Trotz weiterhin heftigen deutschen Widerstandes konnte das US VII Corps am 23. Juni insbesondere im Zentrum und an der Westflanke, jedoch auch zum Teil an seiner Ostflanke erhebliche Gelände­gewinne erzielen.

An der Ostflanke (4th ID) kam insbesondere das 12th IR gut voran. In der Nacht hatte ein Spähtrupp eine Route durch den Bois du Coudray ausgekund­schaftet, auf der nun auch leichte Panzer vom Typ M5 Stuart durch das dichte Waldgebiet zur vordersten Kampflinie aufschließen konnten. Obwohl es sich bei den M5 Stuart Tanks nur um leicht gepanzerte Aufklä­rungspanzer handelte, waren sie für die deutschen Verteidiger, die über so gut wie keine Panzervernichtungsmittel verfügten, kaum auszu­schalten. Mit Unterstützung der Panzer machte insbesondere das 3rd Bn, 12th IR, entlang der Straße Tourlaville – Hameau Gallis (heutige D63) gute Fortschritte in nordwestlicher Richtung.
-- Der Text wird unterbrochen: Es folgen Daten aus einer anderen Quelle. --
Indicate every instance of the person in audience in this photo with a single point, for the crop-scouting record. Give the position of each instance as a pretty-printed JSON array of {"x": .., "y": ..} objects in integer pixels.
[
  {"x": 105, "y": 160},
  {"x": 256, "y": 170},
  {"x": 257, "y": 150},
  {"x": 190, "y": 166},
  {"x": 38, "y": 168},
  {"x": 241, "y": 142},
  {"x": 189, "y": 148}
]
Erst nachdem das 3rd Bn auf Höhe der Kreuzung D122/D63 auf starken Widerstand stieß, grub sich die Voraus­abteilung des 12th IR kurz vor Erreichen seines Tagesziels, der Höhe 140 bei Beaurepaire, südlich der stark verteidigten Kreuzung ein. Das 8th IR nahm seinen am Vortage nach hohen Verlus­ten einge­stell­ten Vorstoß auf den Höhenzug östlich von la Glacerie um 08:30 erneut auf, arbeitete sich bis gegen 14:00 mit Panzerunterstützung rund 1 km nach Nordwesten vor und stieß dann auf Höhe eines deutschen Widerstandsnestes auf den Gegner, der gerade im Begriff war, sich entlang einer Hecke zum Gegen­angriff zu formieren. Die Amerikaner umgingen unbemerkt die Hecke und griffen die dahinter in mehreren Gräben sprung­bereit liegen­de deutsche Infanterie aus ihrer östlichen Flanke an. Nur wenige Landser konn­ten dem vernichtenden Flankenfeuer der MGs und Panzergeschütze entkommen. Am rechten Flügel der 4th ID war das 22nd IR den ganzen Tag damit beschäftigt, deutsche Truppen, die in seinem Rücken bei Hameau Cauchon infiltriert waren, zu bekämpfen. Ein weiterer Vorstoß über Höhe 158 hinaus in westlicher Richtung entlang der D901 begann daher erst gegen 19:30. Dieser Angriff blieb jedoch kurz nach Beginn im starken Abwehrfeuer, das aus dem Raum südöstlich von Digosville stammte, liegen.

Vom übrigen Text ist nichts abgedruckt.